The blue-footed booby got its name for its distinctive blue feet and for its unusual walk. The Spanish word “bobo” means stupid, and that was how explorers saw the clumsy way this bird waddled along the ground. The blue-footed booby knows no shame, however; they strut around, and like to display their brightly colored feet, especially to potential mates. Once matched, blue-footed boobies are a power couple, and remain mostly monogamous as they work together to raise children. They love all kinds of fish, from sardines to mackerel to flying fish, and can dive in the water in order to bring back food to the nest.

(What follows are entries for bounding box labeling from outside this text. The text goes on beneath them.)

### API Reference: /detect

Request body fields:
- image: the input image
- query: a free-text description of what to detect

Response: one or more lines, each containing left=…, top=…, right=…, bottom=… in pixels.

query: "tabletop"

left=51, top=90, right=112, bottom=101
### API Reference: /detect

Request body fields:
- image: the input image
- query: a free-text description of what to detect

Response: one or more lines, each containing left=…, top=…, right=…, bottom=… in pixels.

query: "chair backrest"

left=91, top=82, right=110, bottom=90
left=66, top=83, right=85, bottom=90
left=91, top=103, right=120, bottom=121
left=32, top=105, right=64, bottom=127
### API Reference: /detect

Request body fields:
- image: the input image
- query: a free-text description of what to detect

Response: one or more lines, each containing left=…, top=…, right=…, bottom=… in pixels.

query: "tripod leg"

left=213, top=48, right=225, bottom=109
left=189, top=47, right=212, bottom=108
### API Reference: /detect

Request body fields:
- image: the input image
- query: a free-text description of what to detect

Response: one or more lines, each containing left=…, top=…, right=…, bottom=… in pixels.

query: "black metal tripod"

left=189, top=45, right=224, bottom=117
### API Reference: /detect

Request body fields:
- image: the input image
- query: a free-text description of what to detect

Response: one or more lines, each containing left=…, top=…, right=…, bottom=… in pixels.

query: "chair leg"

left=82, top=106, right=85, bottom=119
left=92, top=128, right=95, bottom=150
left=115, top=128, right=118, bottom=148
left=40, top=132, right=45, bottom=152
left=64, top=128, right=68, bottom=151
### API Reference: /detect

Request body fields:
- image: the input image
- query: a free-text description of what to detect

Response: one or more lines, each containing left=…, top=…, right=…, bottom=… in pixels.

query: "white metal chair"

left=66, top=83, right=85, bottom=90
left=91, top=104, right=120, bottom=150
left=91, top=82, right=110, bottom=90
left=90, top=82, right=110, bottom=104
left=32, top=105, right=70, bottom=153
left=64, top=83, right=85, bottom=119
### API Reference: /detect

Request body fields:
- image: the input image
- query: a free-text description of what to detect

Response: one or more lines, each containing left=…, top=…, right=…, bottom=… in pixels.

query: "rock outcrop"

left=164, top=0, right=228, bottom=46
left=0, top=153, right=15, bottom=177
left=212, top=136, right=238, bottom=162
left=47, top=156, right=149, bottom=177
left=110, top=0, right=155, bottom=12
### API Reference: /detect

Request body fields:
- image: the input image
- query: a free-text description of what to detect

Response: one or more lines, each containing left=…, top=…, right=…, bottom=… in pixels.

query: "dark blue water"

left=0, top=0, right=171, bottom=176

While they survive in the hot Galapagos weather, they are prone to overheating and lower their body temperature by opening their mouths and vibrating their necks. This gives the already somewhat buffoonish blue-footed booby another silly characteristic, as they appear to be laughing when they’re just trying to keep their cool.

Galapagos Sharks


Hammerhead sharks like to hang out in shallow waters, close to the shore, enough that they’ve been known to get tans, turning from light brown to near-black. They can also go quite deep down, as much as 300 meters as they chase their prey. Hammerhead sharks are unique for the way they travel in large schools, with up to 100 of them swimming together at once. They are also the only omnivorous species of shark, known to eat seagrass as well as fish, stingrays, squid, and crustaceans. Of course, what makes this shark so distinctive is its oddly shaped head. The eyes that rest on either side of its hammerhead can give it 360° vision, allowing it to see both above and below at the same time.